The policy will have far-reaching health, economic, and social benefits - perhaps even helping to reduce the number of abortions.
When the federal Institute of Medicine last summer recommended that HHS assure access to affordable birth control, it noted that half of all pregnancies are unplanned and that more than a third of these end in abortion.
Since unplanned pregnancies sometimes result in delayed prenatal care, or risky behaviors such as smoking and drinking, the agency said there's an added risk of premature and low-weight births, and these infants are less likely to get the benefits of being breast-fed.
For a woman whose pregnancy results in becoming a single parent, the economic challenges of rearing a child are well-documented, along with heated debate over whether their kids fare less well.
So, wider access to birth control drugs without additional insurance co-pays could mean the nation does a better job of reducing unplanned pregnancies, and the drugs also aid in treating other women's reproductive conditions and other health concerns.
Despite the vocal critics, the policy promises to be overwhelmingly popular, with polls showing that three-quarters of American women, including Catholics, support birth-control coverage.

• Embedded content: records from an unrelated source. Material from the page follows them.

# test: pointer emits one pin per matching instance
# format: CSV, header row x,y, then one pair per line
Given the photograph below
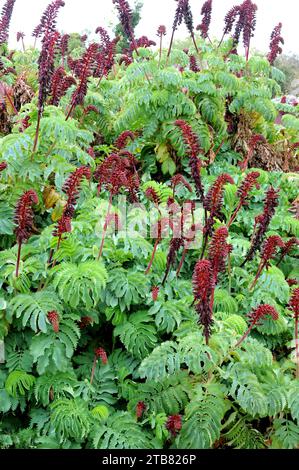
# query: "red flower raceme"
x,y
203,289
85,69
126,17
294,306
49,19
213,201
219,250
123,139
155,293
276,40
250,182
194,149
268,252
262,222
71,188
140,409
287,248
3,166
256,316
24,221
99,353
5,19
60,84
53,318
174,424
206,12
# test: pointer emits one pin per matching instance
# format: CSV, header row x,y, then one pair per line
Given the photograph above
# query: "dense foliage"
x,y
185,336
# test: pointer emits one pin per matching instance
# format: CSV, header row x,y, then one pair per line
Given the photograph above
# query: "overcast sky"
x,y
78,15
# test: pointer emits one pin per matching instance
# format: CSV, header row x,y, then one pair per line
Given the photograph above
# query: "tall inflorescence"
x,y
194,149
122,141
3,166
60,84
262,223
219,250
287,248
203,288
105,58
248,184
269,250
115,173
294,306
85,68
125,17
206,13
275,41
71,188
48,20
256,316
24,221
183,13
5,20
174,424
64,45
213,201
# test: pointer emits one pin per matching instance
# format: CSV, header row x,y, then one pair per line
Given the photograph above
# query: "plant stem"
x,y
93,369
37,131
18,258
245,335
105,228
153,256
297,346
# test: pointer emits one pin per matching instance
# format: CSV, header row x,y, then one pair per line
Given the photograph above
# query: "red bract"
x,y
85,69
24,221
140,409
268,252
218,251
263,222
250,182
48,20
213,201
53,318
45,73
125,16
174,424
105,58
287,248
155,293
276,40
5,19
122,140
3,166
206,11
71,187
255,317
59,85
179,179
191,141
203,288
294,305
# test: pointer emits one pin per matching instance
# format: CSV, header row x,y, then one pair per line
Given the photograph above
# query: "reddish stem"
x,y
93,369
37,131
153,256
297,346
245,335
18,258
105,228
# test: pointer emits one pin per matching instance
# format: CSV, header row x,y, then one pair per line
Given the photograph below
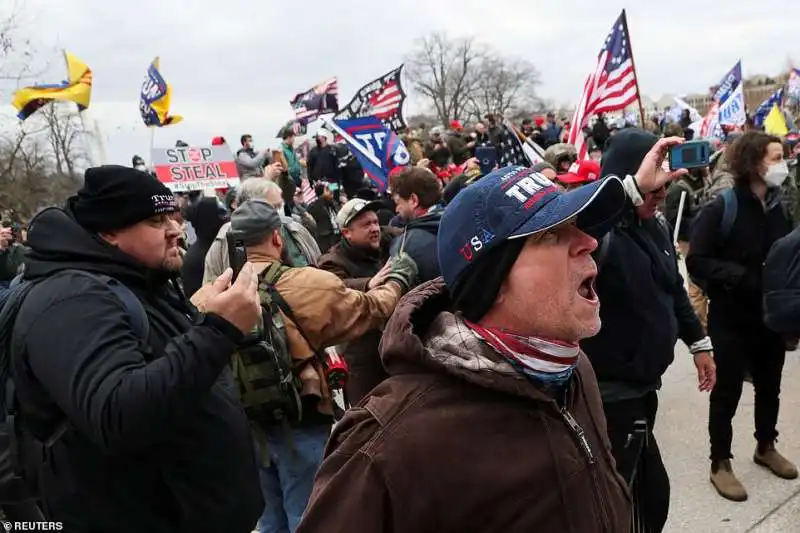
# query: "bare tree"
x,y
66,136
461,79
441,70
16,51
502,85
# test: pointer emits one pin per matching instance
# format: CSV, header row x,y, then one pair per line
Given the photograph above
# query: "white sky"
x,y
235,64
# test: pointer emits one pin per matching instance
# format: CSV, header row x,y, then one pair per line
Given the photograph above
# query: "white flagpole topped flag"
x,y
611,87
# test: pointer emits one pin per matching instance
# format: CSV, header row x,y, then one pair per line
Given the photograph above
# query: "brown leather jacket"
x,y
456,441
356,267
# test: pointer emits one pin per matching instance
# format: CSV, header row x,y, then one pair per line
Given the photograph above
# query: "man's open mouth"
x,y
586,289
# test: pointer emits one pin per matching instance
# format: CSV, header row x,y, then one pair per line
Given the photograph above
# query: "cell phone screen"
x,y
237,254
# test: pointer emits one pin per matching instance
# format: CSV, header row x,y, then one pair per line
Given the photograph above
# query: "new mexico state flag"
x,y
76,88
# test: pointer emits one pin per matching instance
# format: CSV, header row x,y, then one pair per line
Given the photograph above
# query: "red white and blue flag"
x,y
611,87
383,97
377,148
319,100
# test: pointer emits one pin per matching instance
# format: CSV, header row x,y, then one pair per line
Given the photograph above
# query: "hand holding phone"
x,y
237,253
487,158
690,154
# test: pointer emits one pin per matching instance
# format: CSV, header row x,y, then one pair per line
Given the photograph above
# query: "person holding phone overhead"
x,y
491,419
417,194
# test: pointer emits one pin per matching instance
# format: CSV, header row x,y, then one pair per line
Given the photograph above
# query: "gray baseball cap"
x,y
254,220
353,208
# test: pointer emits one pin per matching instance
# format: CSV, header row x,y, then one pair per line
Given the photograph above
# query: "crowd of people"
x,y
360,367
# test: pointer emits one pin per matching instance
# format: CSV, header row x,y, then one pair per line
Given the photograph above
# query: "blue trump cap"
x,y
515,202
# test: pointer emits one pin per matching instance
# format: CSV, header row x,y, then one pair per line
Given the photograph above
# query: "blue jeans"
x,y
287,482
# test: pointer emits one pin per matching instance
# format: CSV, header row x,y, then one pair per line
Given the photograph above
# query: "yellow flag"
x,y
155,97
76,88
775,123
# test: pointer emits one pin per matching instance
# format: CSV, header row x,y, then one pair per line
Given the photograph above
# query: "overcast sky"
x,y
234,64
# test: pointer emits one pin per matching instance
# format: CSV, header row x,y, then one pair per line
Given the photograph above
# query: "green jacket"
x,y
295,170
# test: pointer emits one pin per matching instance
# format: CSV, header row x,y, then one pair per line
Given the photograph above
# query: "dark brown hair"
x,y
419,181
746,154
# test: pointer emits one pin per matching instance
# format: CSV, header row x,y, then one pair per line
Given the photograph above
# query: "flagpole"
x,y
100,143
152,145
633,66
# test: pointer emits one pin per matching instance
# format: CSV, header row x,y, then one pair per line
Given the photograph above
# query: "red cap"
x,y
581,173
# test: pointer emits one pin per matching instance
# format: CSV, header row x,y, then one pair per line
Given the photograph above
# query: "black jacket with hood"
x,y
644,307
207,216
420,243
731,267
157,438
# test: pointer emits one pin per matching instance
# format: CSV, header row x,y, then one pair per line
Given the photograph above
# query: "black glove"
x,y
404,271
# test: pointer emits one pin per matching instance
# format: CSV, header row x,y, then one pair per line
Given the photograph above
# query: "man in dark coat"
x,y
154,437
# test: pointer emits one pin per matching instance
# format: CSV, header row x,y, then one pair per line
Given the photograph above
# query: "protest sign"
x,y
195,168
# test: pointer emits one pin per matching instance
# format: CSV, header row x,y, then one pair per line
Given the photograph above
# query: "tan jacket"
x,y
329,314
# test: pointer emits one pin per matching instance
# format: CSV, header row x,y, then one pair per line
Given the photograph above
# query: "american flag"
x,y
611,87
320,99
510,150
382,97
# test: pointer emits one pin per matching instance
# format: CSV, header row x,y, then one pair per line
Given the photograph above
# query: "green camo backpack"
x,y
269,388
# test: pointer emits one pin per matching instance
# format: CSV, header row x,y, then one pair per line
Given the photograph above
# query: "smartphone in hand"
x,y
691,154
237,253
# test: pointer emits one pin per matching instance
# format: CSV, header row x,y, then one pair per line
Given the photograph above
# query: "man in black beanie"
x,y
115,368
488,395
645,310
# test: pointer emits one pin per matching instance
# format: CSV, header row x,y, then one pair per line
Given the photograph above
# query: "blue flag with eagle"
x,y
377,148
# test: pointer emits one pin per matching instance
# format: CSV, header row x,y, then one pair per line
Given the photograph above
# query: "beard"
x,y
286,259
173,261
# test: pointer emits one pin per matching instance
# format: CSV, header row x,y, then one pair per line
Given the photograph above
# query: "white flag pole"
x,y
679,219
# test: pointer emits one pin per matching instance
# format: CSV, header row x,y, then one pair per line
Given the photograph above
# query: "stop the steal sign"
x,y
195,168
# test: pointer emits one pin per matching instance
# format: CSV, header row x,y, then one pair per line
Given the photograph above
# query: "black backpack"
x,y
781,285
21,454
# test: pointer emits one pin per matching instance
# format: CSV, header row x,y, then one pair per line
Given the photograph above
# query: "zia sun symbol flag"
x,y
76,88
154,99
377,148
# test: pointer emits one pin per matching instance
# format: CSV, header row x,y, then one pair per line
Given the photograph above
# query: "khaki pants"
x,y
696,295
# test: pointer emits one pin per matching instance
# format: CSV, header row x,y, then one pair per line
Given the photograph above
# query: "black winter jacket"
x,y
731,268
158,440
420,244
644,307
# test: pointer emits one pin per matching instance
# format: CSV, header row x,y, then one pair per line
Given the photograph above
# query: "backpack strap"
x,y
136,313
730,208
286,309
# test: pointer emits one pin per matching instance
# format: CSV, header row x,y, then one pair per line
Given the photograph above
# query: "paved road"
x,y
774,504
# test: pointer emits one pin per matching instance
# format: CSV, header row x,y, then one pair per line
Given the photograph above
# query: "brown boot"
x,y
768,457
724,480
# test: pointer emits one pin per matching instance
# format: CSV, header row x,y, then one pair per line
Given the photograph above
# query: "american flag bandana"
x,y
545,360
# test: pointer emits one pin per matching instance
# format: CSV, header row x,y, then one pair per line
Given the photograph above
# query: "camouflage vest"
x,y
268,387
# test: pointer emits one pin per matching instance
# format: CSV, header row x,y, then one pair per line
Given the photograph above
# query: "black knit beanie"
x,y
476,290
115,197
625,152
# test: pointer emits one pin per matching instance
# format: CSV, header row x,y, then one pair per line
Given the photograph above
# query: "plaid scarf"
x,y
546,361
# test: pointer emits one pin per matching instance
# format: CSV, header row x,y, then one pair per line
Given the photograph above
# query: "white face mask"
x,y
776,174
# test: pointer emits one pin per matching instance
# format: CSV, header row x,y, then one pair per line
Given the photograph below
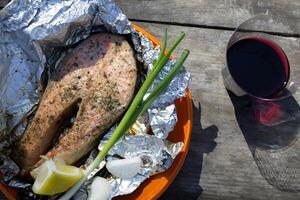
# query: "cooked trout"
x,y
97,77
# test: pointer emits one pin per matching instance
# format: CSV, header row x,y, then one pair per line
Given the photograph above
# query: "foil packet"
x,y
34,34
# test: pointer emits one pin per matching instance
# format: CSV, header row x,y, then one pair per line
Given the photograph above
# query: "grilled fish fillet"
x,y
98,77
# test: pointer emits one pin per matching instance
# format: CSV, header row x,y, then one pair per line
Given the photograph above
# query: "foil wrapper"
x,y
157,156
33,37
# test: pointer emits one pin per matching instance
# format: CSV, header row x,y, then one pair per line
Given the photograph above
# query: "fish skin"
x,y
99,76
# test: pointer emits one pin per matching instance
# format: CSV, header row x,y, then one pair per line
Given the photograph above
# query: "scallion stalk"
x,y
136,108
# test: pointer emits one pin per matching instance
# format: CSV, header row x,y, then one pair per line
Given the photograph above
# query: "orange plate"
x,y
155,186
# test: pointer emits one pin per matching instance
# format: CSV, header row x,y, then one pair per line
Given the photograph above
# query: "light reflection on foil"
x,y
32,36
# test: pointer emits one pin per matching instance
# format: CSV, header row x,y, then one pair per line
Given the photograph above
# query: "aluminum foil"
x,y
33,37
157,156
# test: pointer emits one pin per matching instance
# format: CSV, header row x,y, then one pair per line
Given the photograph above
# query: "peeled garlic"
x,y
124,168
100,189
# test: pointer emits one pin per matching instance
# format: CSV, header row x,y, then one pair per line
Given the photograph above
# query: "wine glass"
x,y
258,66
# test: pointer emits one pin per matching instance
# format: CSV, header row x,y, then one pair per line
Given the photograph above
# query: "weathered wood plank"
x,y
219,160
220,13
3,3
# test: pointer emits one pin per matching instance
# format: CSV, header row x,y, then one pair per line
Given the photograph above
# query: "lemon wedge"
x,y
54,177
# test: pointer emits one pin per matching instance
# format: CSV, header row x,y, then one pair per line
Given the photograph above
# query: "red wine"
x,y
258,65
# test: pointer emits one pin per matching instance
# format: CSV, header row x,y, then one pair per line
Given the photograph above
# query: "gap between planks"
x,y
224,28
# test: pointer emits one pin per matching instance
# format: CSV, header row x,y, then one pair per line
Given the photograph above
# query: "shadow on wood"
x,y
186,184
274,148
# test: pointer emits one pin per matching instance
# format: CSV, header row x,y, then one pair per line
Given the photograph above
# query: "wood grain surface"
x,y
219,164
224,161
213,13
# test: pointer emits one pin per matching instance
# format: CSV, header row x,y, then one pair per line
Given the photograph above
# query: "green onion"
x,y
137,107
163,84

That said, the ruling will require some workplaces - notably church-run hospitals, charities, and schools - to provide birth-control coverage that they may not provide now on ideological grounds. But the Obama administration rightly concluded that employees at these institutions who do not share that view shouldn't be denied this health service.
The ruling preserves carefully the right of churches and church associations to use an exemption from the mandate. But the hope is that few will do so, since the benefits of careful family planning to their female employees are undisputed. And with or without paid coverage, the use of contraception will continue to be mainstream.